70. Having made the findings above, the Tribunal has considered the applicant's situation should he return to China now, or in the reasonably foreseeable future, the Tribunal is prepared to accept that the Chinese authorities have been known to treat those perceived as a threat to the stability and security of the Chinese state in a brutal manner as suggested by the video shown to the Tribunal at hearing. The Tribunal is not satisfied, however, that there is a real chance or a real risk of the applicant being treated in this way. Notwithstanding the applicant's father's low-level political activities, the Tribunal is not satisfied that the Chinese authorities, corrupt officials or any underworld figures have shown any interest in harming the applicant in the past. The Tribunal is not satisfied that anything has occurred in the eight years since the applicant's departure from China which would cause the Chinese authorities, corrupt officials or any underworld figures to have any interest in the applicant now, or in the reasonably foreseeable future.

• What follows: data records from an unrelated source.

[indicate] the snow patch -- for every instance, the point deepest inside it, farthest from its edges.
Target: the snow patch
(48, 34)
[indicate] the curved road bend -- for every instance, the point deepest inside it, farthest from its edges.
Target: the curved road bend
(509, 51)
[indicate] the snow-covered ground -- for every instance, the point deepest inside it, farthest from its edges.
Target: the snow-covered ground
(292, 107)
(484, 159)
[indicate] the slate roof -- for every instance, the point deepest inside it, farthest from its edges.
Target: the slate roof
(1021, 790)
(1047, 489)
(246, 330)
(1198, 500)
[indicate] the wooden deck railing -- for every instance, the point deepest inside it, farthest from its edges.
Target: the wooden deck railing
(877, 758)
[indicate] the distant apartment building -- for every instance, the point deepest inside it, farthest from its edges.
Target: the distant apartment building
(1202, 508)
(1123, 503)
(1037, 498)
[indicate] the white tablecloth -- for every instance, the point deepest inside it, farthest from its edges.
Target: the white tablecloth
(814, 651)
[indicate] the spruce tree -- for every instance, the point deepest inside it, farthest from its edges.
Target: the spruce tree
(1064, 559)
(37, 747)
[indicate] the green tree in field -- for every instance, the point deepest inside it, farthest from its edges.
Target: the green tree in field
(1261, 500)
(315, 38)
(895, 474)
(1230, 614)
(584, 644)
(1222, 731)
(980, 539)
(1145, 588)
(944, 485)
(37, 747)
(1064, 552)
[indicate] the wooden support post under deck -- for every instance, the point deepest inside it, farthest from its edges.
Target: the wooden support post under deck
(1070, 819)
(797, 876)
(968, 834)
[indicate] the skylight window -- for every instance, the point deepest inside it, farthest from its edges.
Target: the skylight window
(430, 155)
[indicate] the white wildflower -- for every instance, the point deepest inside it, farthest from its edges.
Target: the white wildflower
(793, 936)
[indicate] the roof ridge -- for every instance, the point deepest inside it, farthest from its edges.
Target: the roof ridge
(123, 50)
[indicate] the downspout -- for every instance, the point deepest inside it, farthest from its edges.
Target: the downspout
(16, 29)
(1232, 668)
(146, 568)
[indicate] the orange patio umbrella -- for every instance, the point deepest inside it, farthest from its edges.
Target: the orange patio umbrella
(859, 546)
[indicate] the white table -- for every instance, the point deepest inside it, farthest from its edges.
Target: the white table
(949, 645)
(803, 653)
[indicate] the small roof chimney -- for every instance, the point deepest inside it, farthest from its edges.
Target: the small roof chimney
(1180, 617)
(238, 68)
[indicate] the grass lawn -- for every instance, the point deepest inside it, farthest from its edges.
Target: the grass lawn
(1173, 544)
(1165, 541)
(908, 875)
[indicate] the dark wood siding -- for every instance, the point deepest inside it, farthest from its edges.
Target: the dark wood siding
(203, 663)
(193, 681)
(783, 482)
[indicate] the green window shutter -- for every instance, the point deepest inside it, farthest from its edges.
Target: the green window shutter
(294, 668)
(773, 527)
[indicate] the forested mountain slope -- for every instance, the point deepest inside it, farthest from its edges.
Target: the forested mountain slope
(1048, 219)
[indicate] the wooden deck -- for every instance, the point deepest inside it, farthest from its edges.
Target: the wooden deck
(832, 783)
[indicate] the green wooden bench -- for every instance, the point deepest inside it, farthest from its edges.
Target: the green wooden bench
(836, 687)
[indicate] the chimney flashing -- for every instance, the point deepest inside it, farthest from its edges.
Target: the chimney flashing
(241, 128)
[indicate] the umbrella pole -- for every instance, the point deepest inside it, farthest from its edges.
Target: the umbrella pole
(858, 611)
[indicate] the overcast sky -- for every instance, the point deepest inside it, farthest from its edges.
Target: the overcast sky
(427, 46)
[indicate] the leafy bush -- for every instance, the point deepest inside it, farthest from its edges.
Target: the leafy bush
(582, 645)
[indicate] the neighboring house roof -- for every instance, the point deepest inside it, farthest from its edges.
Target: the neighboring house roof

38 The importance of considering not just [70], but also [64], [65], and [69] of the Tribunal's reasons, is that the earlier paragraphs contain findings as to the factual substratum upon which the further claim was based. The assertions by the appellant in answers 84, 91, 95, 96, 97, 99, 100 and 101, reproduced at [26] above, flowed from events that were not accepted by the Tribunal to have taken place, or from characterisations that were otherwise not accepted, such as documents that the appellant asserted he was planning to expose as being sensitive in nature. Thus the claims were very much subsumed in the Tribunal's other finding, and not simply left to a general adverse credit finding, which may or may not have sufficed. In all of the circumstances, even if the assertions contained in what was said by the appellant did constitute additional claims, they were adequately addressed by the Tribunal. The primary judge did not err in failing to find to the contrary.
39 It follows that this aspect of ground 1(a) and (b), and the entirety of ground 2(a) and (b) must fail.